Avoiding Responsibility
published on 28th July, 2010

This week I’ve been asked to write about being a medical test subject. I’m tired of writing about being a medical test subject. Suffice to say that volunteering yourself for medical research is an excellent responsibility-avoidance strategy. Free money / sandwiches / cab vouchers / time to think about your life. Google it.

What I really want to talk about is you quitting your job, dropping out of school and spending more time at the pub. Life is too short to work. What you really need to be doing is discussing sports and celebrities and hilarious cocktails. You can always get money – aside from medical testing, there’s the dole, grant money, "design work" or being a door bitch at the Metro.
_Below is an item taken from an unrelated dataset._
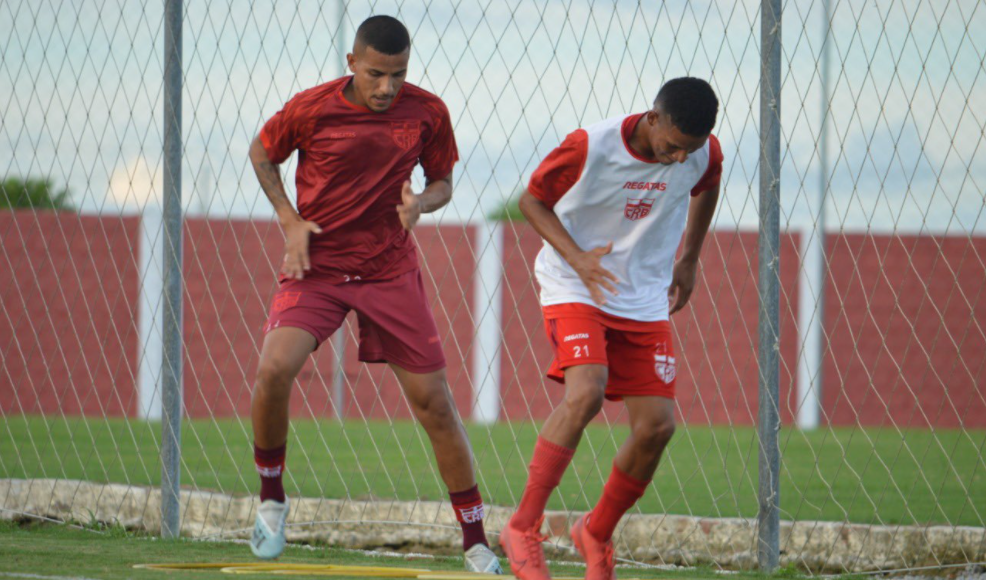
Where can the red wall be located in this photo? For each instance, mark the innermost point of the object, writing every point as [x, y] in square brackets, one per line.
[903, 318]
I’m not even being funny. Seriously, quit. Quit, then when people with real jobs look at you like you’re wasting your life, look them in their dead, gormless eyes, point at your crotch and give them the finger. They’re the ones wasting their lives. They’re the ones who’ll wake up in twenty years next to an overweight accountant, addicted to painkillers and overpriced shiraz. God gave us all electric guitars and burgers and tits and livers and wangs and canisters of nitrous oxide for a reason. Use them, and use them unwisely.

St Peter: Heeey! So did you have fun down there?
Employed Person: Fun? Of course not! I got three degrees, worked hard, married an accountant and raised two ungrateful children. Now where’s my reward?
St Peter: What are you, retarded? That was your reward! Now you’re just going back into storage.
Employed Person: Wait, what? But life is hard! What was I supposed to do for money?
St Peter: Shit, dude. Didn’t you read the thing about medical testing?